Sur une belle récupération de Ludo, Roberto "Carlos" Buquicchio hérite du ballon sur son aile droite après une belle montée. Apercevant une "nuée d'orange et noir" devant lui, il lance une passe à raz de terre. La passe est vite contrôlée par Captain Ben, lequel glisse le ballon sur la gauche du gardien barbu Hachette, très remarqué pour ses sorties suicidaires. C'est enfin l'égalisation ! 1-1. Le moral est désormais dans les chaussettes d'Hachette. 

Les joueurs de la maison d'édition commencent à se crisper, à être plus violents, et à contester systématiquement toute les décisions de moustache (ce qui a le don de l'agacer). Le moustachu au sifflet désormais facile met alors un carton de la même couleur que son maillot (jaune) au gardien suicidaire pour un acte d'anti-jeu. L'homme en jaune offre à chaque contestation d'Hachette un coup franc indirect aux Condors, ce qui est assez généreux de sa part, et permet aux condors de se créer des occasions gratuites. 

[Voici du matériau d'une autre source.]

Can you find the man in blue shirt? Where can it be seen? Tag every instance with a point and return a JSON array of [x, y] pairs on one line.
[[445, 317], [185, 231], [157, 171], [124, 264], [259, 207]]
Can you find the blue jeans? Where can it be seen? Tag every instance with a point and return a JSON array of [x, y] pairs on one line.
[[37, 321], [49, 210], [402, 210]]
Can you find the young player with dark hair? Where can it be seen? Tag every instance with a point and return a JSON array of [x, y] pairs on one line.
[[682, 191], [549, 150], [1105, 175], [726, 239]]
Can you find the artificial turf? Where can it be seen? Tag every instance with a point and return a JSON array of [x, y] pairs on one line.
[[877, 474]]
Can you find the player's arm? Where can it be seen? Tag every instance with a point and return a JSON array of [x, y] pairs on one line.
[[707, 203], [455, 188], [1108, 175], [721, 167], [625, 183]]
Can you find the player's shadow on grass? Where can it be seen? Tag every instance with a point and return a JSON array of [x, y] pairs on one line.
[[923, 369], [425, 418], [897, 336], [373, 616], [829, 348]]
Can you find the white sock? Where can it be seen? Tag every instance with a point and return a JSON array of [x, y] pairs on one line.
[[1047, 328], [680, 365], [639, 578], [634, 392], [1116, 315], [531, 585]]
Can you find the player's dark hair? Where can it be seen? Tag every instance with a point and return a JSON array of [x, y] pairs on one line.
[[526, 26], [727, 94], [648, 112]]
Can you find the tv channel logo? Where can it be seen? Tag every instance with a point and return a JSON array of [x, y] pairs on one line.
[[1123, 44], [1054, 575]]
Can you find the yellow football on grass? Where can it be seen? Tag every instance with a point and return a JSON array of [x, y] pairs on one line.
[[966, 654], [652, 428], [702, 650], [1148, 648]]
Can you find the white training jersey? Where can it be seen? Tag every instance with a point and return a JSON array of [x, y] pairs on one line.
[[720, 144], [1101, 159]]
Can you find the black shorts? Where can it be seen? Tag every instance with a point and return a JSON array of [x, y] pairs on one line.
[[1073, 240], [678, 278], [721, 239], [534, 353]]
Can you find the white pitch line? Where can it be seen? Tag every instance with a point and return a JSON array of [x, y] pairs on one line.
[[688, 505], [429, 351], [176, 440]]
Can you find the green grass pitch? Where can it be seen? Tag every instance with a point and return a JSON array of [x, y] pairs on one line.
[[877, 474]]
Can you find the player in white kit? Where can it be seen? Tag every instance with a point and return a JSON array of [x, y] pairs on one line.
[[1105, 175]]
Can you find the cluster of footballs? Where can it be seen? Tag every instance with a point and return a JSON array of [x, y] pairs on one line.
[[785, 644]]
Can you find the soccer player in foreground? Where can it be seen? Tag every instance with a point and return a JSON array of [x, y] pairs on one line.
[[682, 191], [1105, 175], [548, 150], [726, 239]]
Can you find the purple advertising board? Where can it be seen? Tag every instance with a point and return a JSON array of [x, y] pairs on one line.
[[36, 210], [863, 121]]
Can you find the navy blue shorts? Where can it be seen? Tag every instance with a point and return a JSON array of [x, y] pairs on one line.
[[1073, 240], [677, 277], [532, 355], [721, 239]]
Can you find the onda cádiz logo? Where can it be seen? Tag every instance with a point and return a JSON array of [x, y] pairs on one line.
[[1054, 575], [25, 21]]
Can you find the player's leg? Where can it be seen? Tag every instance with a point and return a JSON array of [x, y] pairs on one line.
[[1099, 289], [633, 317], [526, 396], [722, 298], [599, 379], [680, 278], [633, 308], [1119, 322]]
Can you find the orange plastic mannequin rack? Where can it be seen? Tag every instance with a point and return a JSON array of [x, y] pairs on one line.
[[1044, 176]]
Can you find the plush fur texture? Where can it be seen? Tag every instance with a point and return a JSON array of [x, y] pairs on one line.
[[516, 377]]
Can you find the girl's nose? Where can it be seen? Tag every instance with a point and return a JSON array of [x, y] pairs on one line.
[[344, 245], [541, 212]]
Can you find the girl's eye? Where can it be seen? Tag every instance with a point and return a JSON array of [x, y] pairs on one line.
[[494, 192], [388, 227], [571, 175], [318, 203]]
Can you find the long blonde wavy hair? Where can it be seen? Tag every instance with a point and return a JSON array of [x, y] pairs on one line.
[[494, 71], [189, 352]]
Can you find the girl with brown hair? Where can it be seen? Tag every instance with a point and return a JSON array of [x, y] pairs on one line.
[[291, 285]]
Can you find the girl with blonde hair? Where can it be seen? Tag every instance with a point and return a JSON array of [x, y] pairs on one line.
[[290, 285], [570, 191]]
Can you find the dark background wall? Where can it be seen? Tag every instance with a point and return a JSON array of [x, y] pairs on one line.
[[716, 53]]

Le temps passe. Un corner rentrant de Ludo manque de rentrer sous la barre, mais il est bien dévié par le gardien suicidaire. Rebelote, mais cette fois le corner est raté. L'arbitre ordonne pourtant de le tirer à nouveau. En effet, sur le bord de la touche, une équipe aux couleurs de l'OGC Nice ou Milan AC (rayures noires et rouges) réclame bruyamment le terrain : "nous avons le terrain à onze heures", ce qui provoque un pugilat entre le capitaine bavard d'Hachette, l'arbitre moustachu et les squatteurs rouges et noirs.  Une fois la situation dissipée par moustache ("vous ne jouerez que quand le match sera terminé, il reste 20 minutes de jeu, etc"), Ludo arme à nouveau un corner. Surgissant tel un aiglon au deuxième poteau, Jean-Nicoach surprend tout le monde et glisse une tête à bout pourtant dans le but adverse. Cette tête est non seulement encore plus lente que celle de la semaine dernière, mais en plus marquée du bras. Jean-Nico observe attentivement l'arbitre, lequel, n'ayant pas vu le "brazo de dios", valide le but. Les Condors prennent l'avantage et mènent désormais 2-1 ! ! Magique. 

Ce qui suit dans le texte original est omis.